On Thu, Oct 15, 2009 at 1:58 PM, Wim Taymans <wim.taymans at gmail.com> wrote:
> On Thu, 2009-10-15 at 13:01 +0300, Felipe Contreras wrote:
>> On Thu, Oct 15, 2009 at 3:18 AM, René Stadler <mail at renestadler.de> wrote:
>> > pl bossart wrote:
>> >> That's not necessarily an option. There are 3rd party decoders out
>> >> there whose code is not necessarily public. And fixing the decoders is
>> >> somewhat odd when the real problem is the sink...
>> >
>> > The sink is not perfect, but the decoder situation also need work. Current
>> > decoders chose the output buffer sizes themselves, and this is wrong. Yes
>> > you could change the sink and stitch these buffers together using pad_alloc,
>> > but the fact remains that the decoder picks the size and therefore decides
>> > on the overhead up to the sink (and all processing elements between decoder
>> > and sink).
>> >
>> > This became apparent to me when Felipe profiled OggVorbis playback with a
>> > highly optimized decoder (ffmpeg). Basically the CPU spends an insane amount
>> > of time pushing GStreamer buffers around compared the actual audio decoding.
>> > And this on the N900, which shows exactly that the current situation is
>> > complete nonsense for a battery-powered device.
>>
>> Indeed. I profiled the audio pipeline and 30% of the time was spent on
>> the decoder, the rest was spent pushing buffers around. When I
>> increased the buffer sizes pushed by the decoder (128k) efficiency
>> increases, now the time spent is 45%, but still, 55% CPU time spent
>> pushing buffers around is unacceptable.
>
> It's now also possible to push multiple buffers at the same time by
> using the buffer lists. I don't know if that solves anything here, I
> guess it depends on the amount of encoded frames that a decoder
> receives.
>
> We could for example change the ogg demuxer to push all packets in a
> page in a bufferlist and make the vorbisdecoder decode the complete list
> before pushing the list of samples to the sink. This would reduce the
> amount of objects that get pushed around between elements.

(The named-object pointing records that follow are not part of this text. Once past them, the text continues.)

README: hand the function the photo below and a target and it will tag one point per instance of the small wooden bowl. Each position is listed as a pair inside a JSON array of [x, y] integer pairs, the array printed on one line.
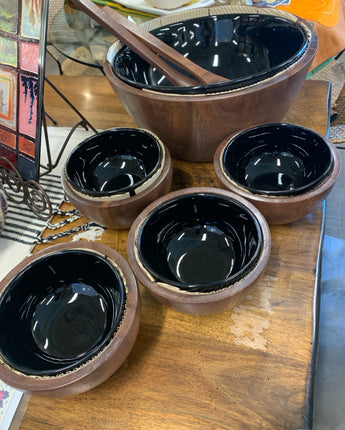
[[199, 250], [111, 176], [70, 316], [285, 170]]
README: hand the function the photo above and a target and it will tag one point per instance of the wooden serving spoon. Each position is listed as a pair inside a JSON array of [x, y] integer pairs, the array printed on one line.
[[149, 47]]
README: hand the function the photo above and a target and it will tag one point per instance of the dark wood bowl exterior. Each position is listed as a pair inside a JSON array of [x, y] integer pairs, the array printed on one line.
[[192, 126], [102, 366], [280, 210], [121, 213], [198, 303]]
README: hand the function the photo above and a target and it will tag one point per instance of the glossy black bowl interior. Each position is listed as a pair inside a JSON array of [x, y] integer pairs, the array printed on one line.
[[278, 159], [113, 162], [200, 242], [59, 312], [244, 48]]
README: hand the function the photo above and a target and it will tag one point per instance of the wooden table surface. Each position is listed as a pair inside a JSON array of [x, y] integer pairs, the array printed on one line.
[[248, 368]]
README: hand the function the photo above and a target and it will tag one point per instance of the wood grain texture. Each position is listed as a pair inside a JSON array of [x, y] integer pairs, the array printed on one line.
[[249, 368]]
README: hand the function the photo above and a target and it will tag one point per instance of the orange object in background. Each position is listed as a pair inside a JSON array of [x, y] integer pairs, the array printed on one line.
[[328, 16], [326, 12]]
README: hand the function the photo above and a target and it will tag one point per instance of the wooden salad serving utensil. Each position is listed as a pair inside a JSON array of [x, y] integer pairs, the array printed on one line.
[[149, 47]]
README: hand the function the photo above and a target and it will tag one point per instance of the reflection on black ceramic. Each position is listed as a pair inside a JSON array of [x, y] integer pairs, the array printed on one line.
[[114, 162], [244, 48], [278, 159], [59, 312], [200, 242]]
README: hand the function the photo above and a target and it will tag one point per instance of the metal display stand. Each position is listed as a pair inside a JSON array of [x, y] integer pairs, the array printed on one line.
[[30, 192]]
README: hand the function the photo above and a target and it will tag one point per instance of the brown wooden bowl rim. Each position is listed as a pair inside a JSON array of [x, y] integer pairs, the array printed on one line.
[[318, 190], [294, 68], [108, 202], [117, 199], [176, 295], [118, 343]]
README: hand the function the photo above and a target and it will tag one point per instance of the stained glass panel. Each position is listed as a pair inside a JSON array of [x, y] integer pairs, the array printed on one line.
[[23, 26]]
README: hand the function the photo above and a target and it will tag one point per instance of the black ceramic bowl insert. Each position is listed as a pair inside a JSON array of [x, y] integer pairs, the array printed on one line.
[[277, 159], [243, 47], [199, 242], [59, 312], [114, 162]]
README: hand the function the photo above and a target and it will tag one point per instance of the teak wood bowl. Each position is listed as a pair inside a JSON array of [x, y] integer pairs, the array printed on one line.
[[199, 249], [192, 125], [70, 316], [285, 170], [111, 176]]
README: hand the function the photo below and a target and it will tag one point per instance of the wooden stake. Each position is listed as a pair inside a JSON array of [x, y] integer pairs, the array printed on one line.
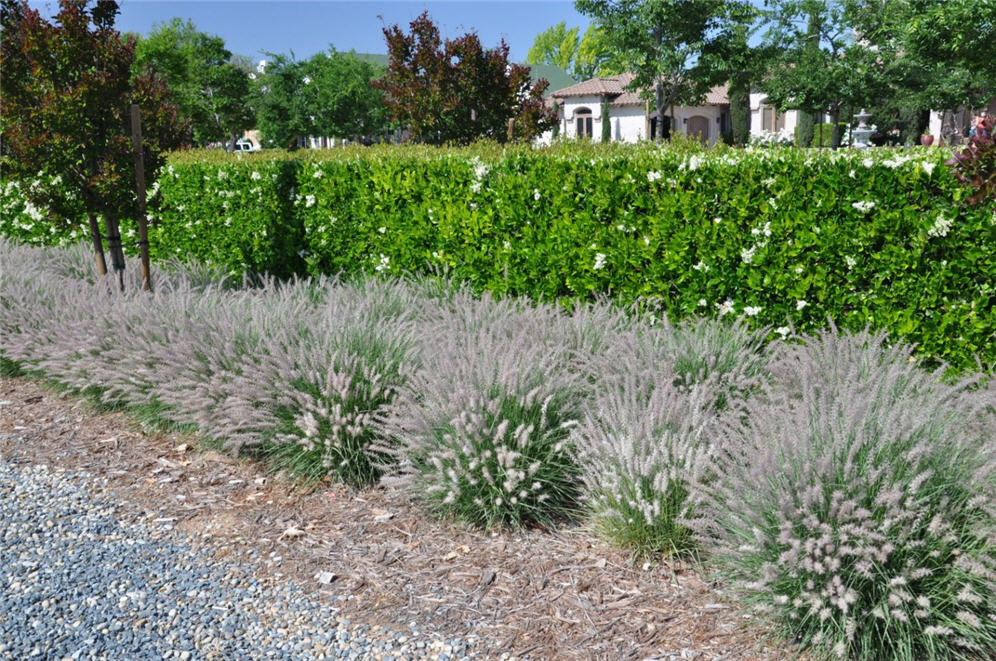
[[143, 221]]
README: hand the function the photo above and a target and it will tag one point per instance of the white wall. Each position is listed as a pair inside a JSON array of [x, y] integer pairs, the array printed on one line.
[[758, 99], [568, 123], [629, 123]]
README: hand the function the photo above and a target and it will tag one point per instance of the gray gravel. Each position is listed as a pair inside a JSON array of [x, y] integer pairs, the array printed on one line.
[[83, 578]]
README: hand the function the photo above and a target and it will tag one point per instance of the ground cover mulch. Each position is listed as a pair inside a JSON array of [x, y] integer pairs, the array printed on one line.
[[532, 594]]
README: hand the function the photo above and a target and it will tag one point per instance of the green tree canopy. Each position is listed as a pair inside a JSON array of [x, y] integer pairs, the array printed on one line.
[[330, 94], [210, 86], [586, 57]]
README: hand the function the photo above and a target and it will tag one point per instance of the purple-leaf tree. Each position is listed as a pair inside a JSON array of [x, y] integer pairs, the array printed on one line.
[[457, 91], [67, 88]]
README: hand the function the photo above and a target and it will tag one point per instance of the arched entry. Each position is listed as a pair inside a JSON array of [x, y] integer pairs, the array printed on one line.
[[583, 118], [698, 126]]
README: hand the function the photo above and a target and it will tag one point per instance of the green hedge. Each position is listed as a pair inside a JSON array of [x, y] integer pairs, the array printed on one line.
[[787, 237], [781, 235], [236, 212]]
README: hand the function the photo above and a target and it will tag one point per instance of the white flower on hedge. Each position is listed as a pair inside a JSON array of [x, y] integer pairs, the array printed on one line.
[[766, 230], [941, 226], [725, 307], [32, 211]]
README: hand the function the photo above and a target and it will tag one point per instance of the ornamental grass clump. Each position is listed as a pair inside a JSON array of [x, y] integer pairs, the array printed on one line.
[[730, 357], [644, 441], [642, 448], [855, 503], [331, 385], [483, 427]]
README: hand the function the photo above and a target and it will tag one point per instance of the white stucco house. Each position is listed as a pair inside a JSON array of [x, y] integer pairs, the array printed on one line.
[[632, 119]]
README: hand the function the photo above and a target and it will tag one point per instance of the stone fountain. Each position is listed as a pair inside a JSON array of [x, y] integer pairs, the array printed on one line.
[[861, 133]]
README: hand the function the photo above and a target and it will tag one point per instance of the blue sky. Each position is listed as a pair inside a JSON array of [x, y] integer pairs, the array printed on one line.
[[251, 27]]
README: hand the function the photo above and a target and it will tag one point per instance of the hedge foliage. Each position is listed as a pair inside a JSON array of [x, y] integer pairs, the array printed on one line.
[[787, 238]]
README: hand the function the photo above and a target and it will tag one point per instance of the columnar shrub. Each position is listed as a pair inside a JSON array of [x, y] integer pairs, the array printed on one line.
[[483, 427], [854, 503]]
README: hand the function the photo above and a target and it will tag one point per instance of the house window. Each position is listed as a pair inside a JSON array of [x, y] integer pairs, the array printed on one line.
[[583, 118], [771, 119]]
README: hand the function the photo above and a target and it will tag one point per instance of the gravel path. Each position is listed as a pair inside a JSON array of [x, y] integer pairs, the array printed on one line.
[[83, 578]]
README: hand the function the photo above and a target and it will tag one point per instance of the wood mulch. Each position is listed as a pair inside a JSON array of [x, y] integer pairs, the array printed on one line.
[[535, 594]]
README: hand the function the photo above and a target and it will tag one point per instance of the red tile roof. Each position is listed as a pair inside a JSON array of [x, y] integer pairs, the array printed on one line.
[[615, 86]]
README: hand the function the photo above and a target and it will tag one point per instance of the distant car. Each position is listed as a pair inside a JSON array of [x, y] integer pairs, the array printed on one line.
[[244, 145]]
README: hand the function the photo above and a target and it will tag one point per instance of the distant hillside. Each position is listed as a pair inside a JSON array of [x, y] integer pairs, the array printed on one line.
[[558, 78]]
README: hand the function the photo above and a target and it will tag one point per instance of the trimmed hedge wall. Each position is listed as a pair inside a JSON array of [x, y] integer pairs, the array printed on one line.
[[877, 238]]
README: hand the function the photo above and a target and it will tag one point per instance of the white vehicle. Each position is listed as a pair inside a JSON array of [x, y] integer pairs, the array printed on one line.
[[244, 145]]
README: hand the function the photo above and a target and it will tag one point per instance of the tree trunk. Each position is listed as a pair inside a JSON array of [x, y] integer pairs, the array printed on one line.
[[805, 130], [740, 111], [835, 121], [659, 100], [98, 244], [114, 247]]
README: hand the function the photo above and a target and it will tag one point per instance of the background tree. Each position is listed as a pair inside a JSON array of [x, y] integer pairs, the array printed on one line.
[[938, 55], [823, 67], [330, 94], [339, 98], [210, 86], [67, 89], [586, 57], [281, 117], [728, 57], [661, 39], [457, 91]]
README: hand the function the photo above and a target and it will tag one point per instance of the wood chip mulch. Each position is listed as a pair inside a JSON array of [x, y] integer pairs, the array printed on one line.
[[532, 594]]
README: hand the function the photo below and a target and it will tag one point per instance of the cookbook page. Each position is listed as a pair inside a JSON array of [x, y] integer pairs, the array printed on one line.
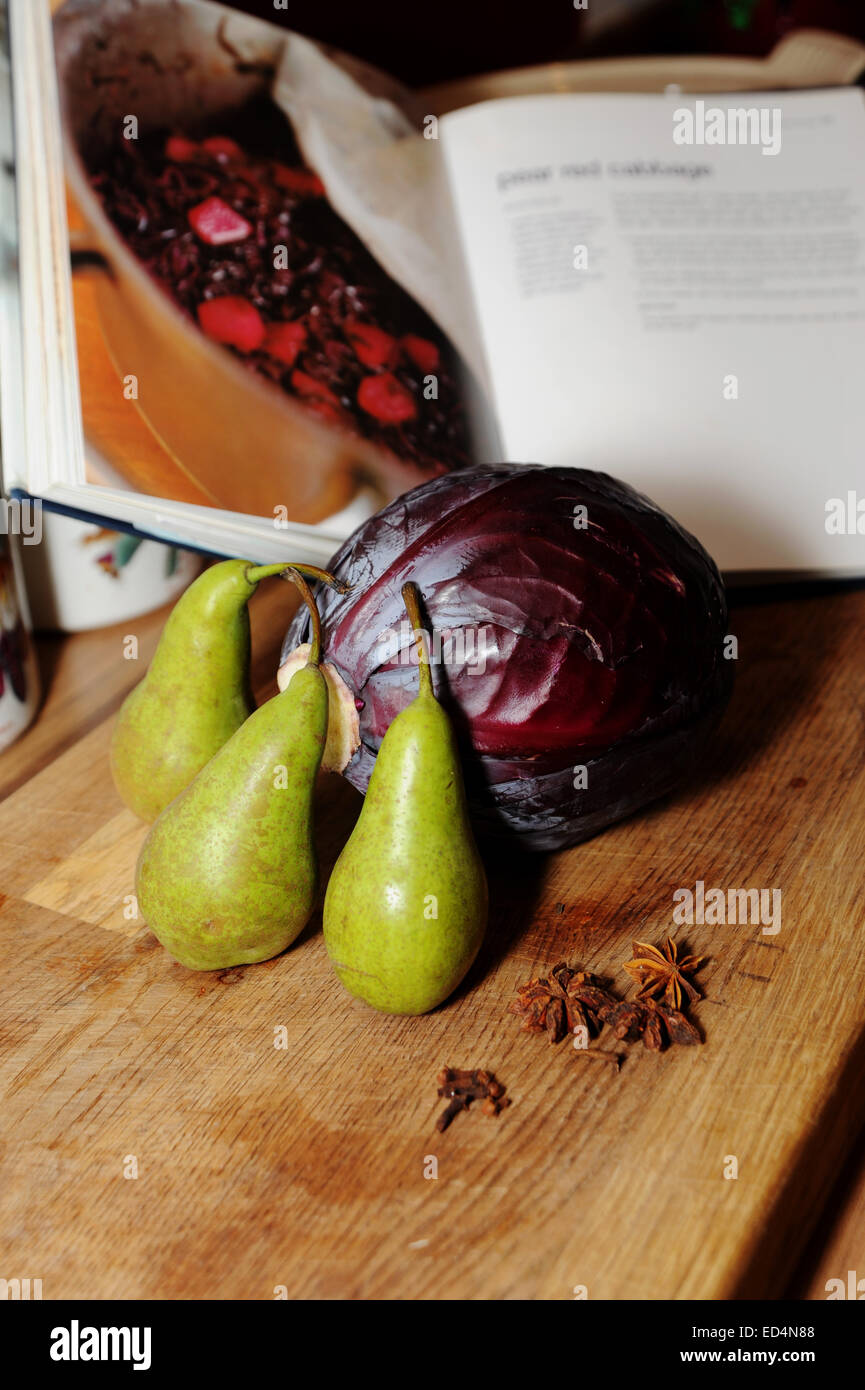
[[684, 313]]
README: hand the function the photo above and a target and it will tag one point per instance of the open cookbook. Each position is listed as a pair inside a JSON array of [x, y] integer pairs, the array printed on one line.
[[252, 288]]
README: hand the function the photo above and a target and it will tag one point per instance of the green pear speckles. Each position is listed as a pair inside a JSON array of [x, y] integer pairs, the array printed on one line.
[[228, 873], [406, 904], [196, 692]]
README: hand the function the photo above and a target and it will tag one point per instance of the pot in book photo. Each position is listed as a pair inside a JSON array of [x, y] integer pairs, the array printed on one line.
[[232, 437]]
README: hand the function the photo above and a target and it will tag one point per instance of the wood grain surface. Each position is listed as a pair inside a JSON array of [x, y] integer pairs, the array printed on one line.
[[306, 1168]]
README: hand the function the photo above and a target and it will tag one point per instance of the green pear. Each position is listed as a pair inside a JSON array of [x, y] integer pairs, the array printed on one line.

I don't think that would help. What we need is to push big buffers to
pulsesink, regardless of what we receive on the input. It's not a big
problem for the decoder to fill some temporary buffer.

> Also, pushing buffers should not be as expensive as 55%, I don't know
> what's happening there, maybe the gobject allocation is what's slowing
> it down (patches exist for glib) ? maybe the locking/refcounting is slow
> (should be simple atomic operations on N900..)? maybe the typechecking
> (also patches exist for glib)? It would be nice to know what's causing
> this overhead in more detail.

It seems to me that allocating and unrefing buffers is taking much
more than expected:
http://people.freedesktop.org/~felipec/profile/mp3-1.png

> With newer pulse we can't really use buffer_alloc to write directly into
> the pulse shared memory from the decoder because there is no api to
> allocate such a chunk, there is pa_stream_begin_write() but that can
> only be called once AFAIK.

I think memcpy is the least grave of the problems right now.

-- 
Felipe Contreras